Educational research non-profit Research for Action (RFA) and Penn AHEAD, a research center dedicated to addressing pressing public higher education issues via research, have launched a multi-site, comparative study of state and local College Promise programs. Designed to lower or eliminate the cost of college attendance, Promise programs have been proliferating at both the local and state levels. Yet they operate in vastly different contexts and vary significantly along a number of dimensions as well. This study will examine how these differences influence Promise program effectiveness, and it will provide insight into which models work best in different contexts. It is designed to be of practical utility as states and localities consider both whether and how to design and implement these programs, and it will include a return on investment analysis as well.

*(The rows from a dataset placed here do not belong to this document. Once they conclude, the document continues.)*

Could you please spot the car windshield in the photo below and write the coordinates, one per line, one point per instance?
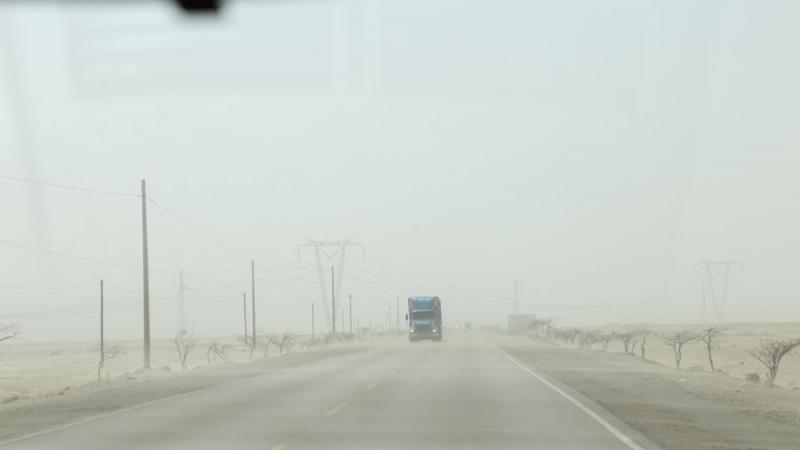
(399, 224)
(423, 315)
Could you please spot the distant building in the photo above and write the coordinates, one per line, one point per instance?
(520, 323)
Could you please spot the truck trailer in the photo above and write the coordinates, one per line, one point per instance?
(424, 318)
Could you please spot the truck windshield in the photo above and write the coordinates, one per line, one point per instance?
(422, 315)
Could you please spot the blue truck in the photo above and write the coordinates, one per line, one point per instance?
(424, 318)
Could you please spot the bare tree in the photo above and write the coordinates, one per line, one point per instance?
(770, 352)
(677, 340)
(184, 344)
(109, 352)
(8, 331)
(642, 341)
(605, 339)
(626, 338)
(284, 342)
(589, 338)
(216, 350)
(264, 341)
(707, 335)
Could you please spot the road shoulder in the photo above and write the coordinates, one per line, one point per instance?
(675, 409)
(95, 400)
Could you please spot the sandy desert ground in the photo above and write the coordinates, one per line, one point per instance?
(730, 350)
(31, 370)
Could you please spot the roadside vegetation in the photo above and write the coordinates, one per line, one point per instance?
(768, 353)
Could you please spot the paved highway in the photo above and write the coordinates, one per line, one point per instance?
(458, 394)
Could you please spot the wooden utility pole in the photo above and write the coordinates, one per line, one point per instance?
(244, 310)
(102, 337)
(181, 303)
(253, 298)
(146, 280)
(333, 301)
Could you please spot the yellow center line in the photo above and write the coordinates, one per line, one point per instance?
(336, 409)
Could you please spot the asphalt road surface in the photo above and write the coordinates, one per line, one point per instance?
(458, 394)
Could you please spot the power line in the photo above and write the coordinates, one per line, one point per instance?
(66, 255)
(68, 187)
(197, 229)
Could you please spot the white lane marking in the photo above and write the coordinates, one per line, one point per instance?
(109, 414)
(336, 409)
(624, 438)
(222, 385)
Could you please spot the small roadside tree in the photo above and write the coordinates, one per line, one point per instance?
(8, 331)
(770, 353)
(641, 341)
(184, 344)
(264, 341)
(707, 335)
(109, 352)
(627, 338)
(216, 350)
(677, 341)
(284, 342)
(605, 339)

"The idea of College Promise programs is simple and compelling, and this is one of the reasons that they have become so popular," said Dr. Kate Shaw, Executive Director of Research for Action. "But the devil is in the details. How these programs are designed and implemented--in terms of eligibility, funding type and source, reach--can greatly affect their overall impact and the degree to which they reduce, or exacerbate, inequity."

To ensure a nuanced and multi-faceted examination of Promise programs, the research team will draw on policy analysis, interviews, site visits and quantitative data from multiple sources. The study will employ a broad lens to: trace how both high schools and postsecondary institutions respond to promise programs; create a model for estimating return on investment; and examine how these programs affect students' college aspirations, preparation, and attendance/progress patterns.

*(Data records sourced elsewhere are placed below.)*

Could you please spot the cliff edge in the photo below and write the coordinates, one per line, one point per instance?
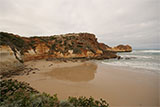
(72, 45)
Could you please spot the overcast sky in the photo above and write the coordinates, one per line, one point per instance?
(114, 22)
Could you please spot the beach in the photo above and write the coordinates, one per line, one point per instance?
(119, 86)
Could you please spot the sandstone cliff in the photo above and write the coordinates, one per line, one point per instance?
(121, 48)
(72, 45)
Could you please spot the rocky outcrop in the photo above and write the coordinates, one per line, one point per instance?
(72, 45)
(121, 48)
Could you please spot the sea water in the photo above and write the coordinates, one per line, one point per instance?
(144, 59)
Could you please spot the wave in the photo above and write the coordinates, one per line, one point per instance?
(149, 66)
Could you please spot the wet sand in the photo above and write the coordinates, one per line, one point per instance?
(119, 86)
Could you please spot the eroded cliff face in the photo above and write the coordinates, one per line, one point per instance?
(121, 48)
(73, 45)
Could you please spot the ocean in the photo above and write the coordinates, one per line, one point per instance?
(143, 59)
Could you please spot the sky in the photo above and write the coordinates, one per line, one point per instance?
(114, 22)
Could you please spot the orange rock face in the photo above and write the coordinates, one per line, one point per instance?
(122, 48)
(72, 45)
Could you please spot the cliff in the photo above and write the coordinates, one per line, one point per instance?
(121, 48)
(72, 45)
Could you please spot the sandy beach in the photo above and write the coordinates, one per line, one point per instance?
(119, 86)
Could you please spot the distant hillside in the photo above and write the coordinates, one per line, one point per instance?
(72, 45)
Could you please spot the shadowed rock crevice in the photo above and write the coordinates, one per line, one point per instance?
(67, 46)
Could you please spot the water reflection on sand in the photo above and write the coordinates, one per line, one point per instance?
(84, 72)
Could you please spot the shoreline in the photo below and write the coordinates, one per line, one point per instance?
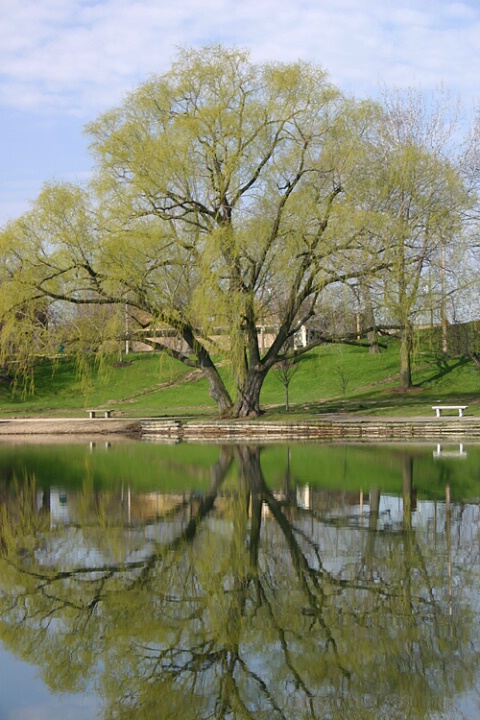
(325, 428)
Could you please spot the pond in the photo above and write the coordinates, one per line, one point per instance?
(141, 580)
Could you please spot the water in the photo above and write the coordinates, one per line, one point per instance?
(152, 581)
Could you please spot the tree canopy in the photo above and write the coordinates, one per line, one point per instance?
(226, 196)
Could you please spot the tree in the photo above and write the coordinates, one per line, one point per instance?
(221, 197)
(417, 196)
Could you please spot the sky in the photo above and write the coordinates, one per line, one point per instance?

"Promise programs have the potential to transform college-going culture in a community, or even across an entire state," said Dr. Laura Perna, Professor at the University of Pennsylvania Graduate School of Education and Executive Director of Penn AHEAD. "But there is no clear road map for what works best in particular contexts, and no research that systematically compares the efficacy of different approaches. Using the Promise program typology that Penn AHEAD has developed to select an array of study sites, our goal is to begin to fill that void." While a "one size fits all" approach is unlikely to work, the researchers aim to provide a menu of strong options, as well as emerging best practices.

This work is supported by a grant from the Bill & Melinda Gates Foundation.